Media & PR

Swings swing back again, or why you should not get excited by the next opinion poll

Don’t get excited by big movements in the opinion polls: it’s the trends that matter.

Sunday 29 March 2015 was heaven for political geeks with a love of logical puzzles. It was also a salutary warning for anyone who set great store on digital listening statistics that give percentage changes on the previous day or week.

Two opinion polls came out, the first carried out since the election ‘debate’ the previous Thursday when Cameron and Miliband appeared in back-to-back interviews and Q&A sessions on TV. One showed that Labour were four points ahead of the Tories, who in turn were four points ahead of Labour in the other.

This example of Escher Polling was a salutary illustration of the risks of paying too much attention to a single opinion poll, whose apparent movements are often caused by sampling error rather than actual shifts in opinion and whose headlines are rapidly contradicted by the next poll.

This example of how an exciting statistic is noise, rather than a meaningful insight, is an important lesson for data from outside politics too. The classic digital listening report or marketing dashboard is replete with percentage changes on the previous day or the previous week. They often trigger much discussion yet without clear presentation of the longer-term trends that clarify what is noise and what is meaning.

From poll to poll

To illustrate this, we’ve carried out some exclusive analysis of the national voting intention polls published through this Parliament – and it shows that the sensible reaction to seeing the lead shift one way between Labour and the Tories is to expect the next poll to show it shifting back.

We’ve taken a look at the full 1,179 national voting intention polls published by YouGov since the 2010 general election. (1,179 at the time of writing; it will doubtless be higher by the time you read this.)

Look at the detail

Our graph shows the change in the Conservative lead over Labour in each poll compared to both the previous and the next poll. For example, if one YouGov poll showed the Tories 3 points ahead, the next 6 points ahead and the one after 2 points ahead, the numbers we’re interested in is +3 (the change in the Tory lead between the first two) and then -4 (the change in the Tory lead between the last two).

The question is, do these example numbers – showing a swing one way being followed by a swing back – reflect what really happens?

In short – yes. Or in numbers – the correlation between the changes in one poll and the next is large and negative, at -0.51.

If a poll shows a big swing to one party’s lead, then the experience of this Parliament is to expect, on average, a swing back of half that straight away in the next poll.

Hence the picture in the graph, with the trend line going from top left to bottom right, reflecting how the reaction to a poll showing a movement one way is for the next to show a movement back.
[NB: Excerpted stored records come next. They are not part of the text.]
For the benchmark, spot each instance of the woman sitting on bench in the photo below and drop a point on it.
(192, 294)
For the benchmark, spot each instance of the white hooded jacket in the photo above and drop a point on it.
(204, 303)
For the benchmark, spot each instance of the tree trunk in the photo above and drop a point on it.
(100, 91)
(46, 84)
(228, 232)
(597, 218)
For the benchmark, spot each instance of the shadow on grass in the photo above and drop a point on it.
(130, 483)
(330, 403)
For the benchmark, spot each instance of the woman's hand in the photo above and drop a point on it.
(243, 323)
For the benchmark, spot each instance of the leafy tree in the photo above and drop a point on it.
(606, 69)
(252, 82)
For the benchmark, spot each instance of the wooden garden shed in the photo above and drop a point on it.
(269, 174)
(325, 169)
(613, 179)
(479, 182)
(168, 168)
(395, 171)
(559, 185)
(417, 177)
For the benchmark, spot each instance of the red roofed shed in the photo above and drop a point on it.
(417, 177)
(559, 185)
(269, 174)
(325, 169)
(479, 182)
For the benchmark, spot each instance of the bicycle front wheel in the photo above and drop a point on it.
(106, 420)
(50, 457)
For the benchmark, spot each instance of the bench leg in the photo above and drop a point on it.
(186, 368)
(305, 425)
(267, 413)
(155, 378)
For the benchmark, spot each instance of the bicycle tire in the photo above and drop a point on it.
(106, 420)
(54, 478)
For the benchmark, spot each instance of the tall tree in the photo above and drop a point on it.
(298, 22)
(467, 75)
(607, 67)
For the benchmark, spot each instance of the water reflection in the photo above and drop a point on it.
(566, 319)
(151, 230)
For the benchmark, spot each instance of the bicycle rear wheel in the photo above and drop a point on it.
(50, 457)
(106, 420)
Graph showing how a swing one way in a YouGov poll is usually followed by a swing back in the next

The reasons for dampening your excitement when the poll movements are big are even greater.

On 176 occasions YouGov scored a 4 points or greater move in the lead between Labour and the Conservatives. Yet on only 45 occasions – just 1 time in 4 – was the difference still at least 4 points or greater once the next YouGov poll appeared. Indeed, it’s twice as likely – 91 occasions – for the second poll to return things to within a point of the first poll.

As the trend line shows, the bigger the swing one way, the bigger the expected swing back the next.

Moreover, there’s very little evidence of movement generating momentum – hence the paucity of bubbles in the top right or bottom left corners of the graph. If one YouGov poll showed a move in the lead one way, the next was more than two-and-a-half times as likely to show movement back the other way rather than further movement in the same direction.

Or in other words – beware the noise and look at the trend, as the apparent initial movement is rarely sustained.

Long-term trends

Likewise, outside of politics real insight comes from understanding the long-term trends, especially when other factors such as the changing seasons add another layer of potential confusion.

For example, one of Blue Rubicon’s clients’ website traffic comes more heavily from mobiles during the summer than in the winter. If you only focus on the immediate changes in data this leads to a series of excitable updates in the spring about how mobile access is growing, followed a few months later by an intriguingly counter-intuitive apparent trend of mobile access shrinking during the autumn. It’s only when you step back, look over the whole year and compare it with previous years that the real picture emerges.

Understand the trend, not just the latest data point – that’s good advice both for election watchers and for brands.